With the end of the 19th century, the development of services which helped to increase
the social standing of the middle classes and the economic integration of immigrants who
arrived before 1870 gave a new impetus for sprawl, even if property and real-estate
production continued with blocks that were still often quite small, along routes served by
tramways or in city blocks concentrated around the stations. In fact, the sprawl was still
limited by means of transport. The era of the car, with mass production beginning in
earnest during the 1920s, most certainly made way for a real boom in suburban housing.
Programmes for road and motorway infrastructure converged to intensify the
suburbanisation, which was no longer limited to the immediate edges of the cities. At the
same time, the social pattern of suburbanisation changed, as standardisation and mass

production of housing models, the type of ground used and the size of plots enabled
lower purchase costs and thus opened up the suburbs or commuter zones to many more
households.

During the past four decades, the sprawl has continued but has changed form. In effect,
residential suburbanisation has progressed in other ways and, in particular, is no longer
the only cause of sprawl. It is no longer just the residential activity that is becoming
deconcentrated and dispersed, but all activities, combining to make the suburbs much
more heterogeneous. This explains why even in agglomerations where demographic
growth is very low, resulting in moderate demand for new dwellings, we can still see
significant increases in the urbanised area.

Finally, the model of the family house, surrounded by its garden, served by the road
infrastructure that has been developed, has become the housing reference model for
American families.

For around ten years, New Urbanism has been on the American architectural and town-
planning scene as an alternative to urban sprawl. It encourages housing developments
where the principle of the single family house goes hand-in-hand with that of the town
house, where the pedestrian is restored to favour and where the density of construction is
therefore much greater than in the traditional suburbs or outskirts. This trend also aims to
give an identity to housing estates that is able to convey a sense of community.

Furthermore, a new form of housing is today taking on more and more significant
proportions. These are gated communities, the first of which, built in 1854 by a
businessman, was intended as a retreat, located at a reasonable distance from Manhattan.
Today, however, these are not simply golden ghettos, but consumer products aimed at
middle and upper-middle classes, with different social and ethnic backgrounds.

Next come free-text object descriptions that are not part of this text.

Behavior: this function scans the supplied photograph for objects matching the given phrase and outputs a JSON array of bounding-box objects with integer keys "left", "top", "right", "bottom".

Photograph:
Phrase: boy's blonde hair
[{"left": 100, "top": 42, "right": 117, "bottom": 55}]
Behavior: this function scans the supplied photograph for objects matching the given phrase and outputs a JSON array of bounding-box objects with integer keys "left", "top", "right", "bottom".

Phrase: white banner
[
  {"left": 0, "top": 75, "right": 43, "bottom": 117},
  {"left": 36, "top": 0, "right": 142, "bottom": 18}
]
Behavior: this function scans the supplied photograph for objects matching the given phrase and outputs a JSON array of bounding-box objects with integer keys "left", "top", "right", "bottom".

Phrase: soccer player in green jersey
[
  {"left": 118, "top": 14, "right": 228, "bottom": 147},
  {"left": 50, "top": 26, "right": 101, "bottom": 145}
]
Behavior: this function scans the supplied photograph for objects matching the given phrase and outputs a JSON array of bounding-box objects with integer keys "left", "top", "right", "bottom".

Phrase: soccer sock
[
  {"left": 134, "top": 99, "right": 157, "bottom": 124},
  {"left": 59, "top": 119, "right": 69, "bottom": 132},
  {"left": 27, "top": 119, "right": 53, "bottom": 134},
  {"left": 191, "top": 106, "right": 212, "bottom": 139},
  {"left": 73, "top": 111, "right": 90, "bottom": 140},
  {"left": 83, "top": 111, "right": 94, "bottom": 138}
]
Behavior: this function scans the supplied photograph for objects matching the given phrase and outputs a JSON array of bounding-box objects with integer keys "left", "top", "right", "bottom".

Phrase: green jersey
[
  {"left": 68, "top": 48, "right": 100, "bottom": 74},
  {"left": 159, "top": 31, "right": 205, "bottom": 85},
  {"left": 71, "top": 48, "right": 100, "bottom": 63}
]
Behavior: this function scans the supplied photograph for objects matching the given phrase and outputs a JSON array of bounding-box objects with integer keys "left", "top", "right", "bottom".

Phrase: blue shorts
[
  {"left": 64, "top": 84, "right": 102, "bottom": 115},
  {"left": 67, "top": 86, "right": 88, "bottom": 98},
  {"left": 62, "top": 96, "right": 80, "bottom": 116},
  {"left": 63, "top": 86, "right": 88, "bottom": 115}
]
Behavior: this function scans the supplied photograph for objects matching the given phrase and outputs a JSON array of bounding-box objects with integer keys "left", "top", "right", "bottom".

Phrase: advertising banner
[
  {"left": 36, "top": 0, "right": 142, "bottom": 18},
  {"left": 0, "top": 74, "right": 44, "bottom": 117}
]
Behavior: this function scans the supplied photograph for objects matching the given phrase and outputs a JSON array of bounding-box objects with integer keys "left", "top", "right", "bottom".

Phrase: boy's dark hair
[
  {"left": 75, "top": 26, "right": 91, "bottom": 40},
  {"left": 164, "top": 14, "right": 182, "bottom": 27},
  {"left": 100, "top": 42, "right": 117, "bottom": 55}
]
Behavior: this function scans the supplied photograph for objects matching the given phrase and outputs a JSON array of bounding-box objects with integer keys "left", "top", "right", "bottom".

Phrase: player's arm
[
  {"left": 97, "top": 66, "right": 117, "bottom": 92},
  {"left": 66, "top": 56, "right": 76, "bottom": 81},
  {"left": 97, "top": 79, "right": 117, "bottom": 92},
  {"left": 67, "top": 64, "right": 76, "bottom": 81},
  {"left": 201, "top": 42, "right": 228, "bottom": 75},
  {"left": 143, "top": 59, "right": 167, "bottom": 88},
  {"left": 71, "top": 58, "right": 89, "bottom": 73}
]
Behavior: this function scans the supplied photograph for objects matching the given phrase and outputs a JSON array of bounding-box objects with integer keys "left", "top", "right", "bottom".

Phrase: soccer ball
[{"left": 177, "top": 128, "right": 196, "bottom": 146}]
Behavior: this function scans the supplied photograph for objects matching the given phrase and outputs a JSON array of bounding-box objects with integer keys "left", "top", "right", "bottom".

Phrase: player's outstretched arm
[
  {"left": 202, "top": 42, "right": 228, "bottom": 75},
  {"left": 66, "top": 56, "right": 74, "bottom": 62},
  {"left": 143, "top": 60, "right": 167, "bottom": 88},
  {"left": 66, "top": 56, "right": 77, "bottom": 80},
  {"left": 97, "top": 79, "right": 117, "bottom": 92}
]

In fact
white, Hispanic and Asian populations can all be found in these areas. Thus each gated
community associated with a type of location and type of population seems to correspond
to a real-estate market segment. The developers' desire to cover the whole of the solvent
home ownership market is clear. Thus, 80% of new housing developments built in the
United States are gated communities.

This is, by nature, an extremely diverse residential form, and it is difficult to simply hold
onto the archetype of a secure golden ghetto.

While there were already 2,500 in the 1950s, there are now around 20,000 communities
of this kind in the USA. With some accommodating up to almost 20,000 people, it is
estimated that they house 8.4 million people.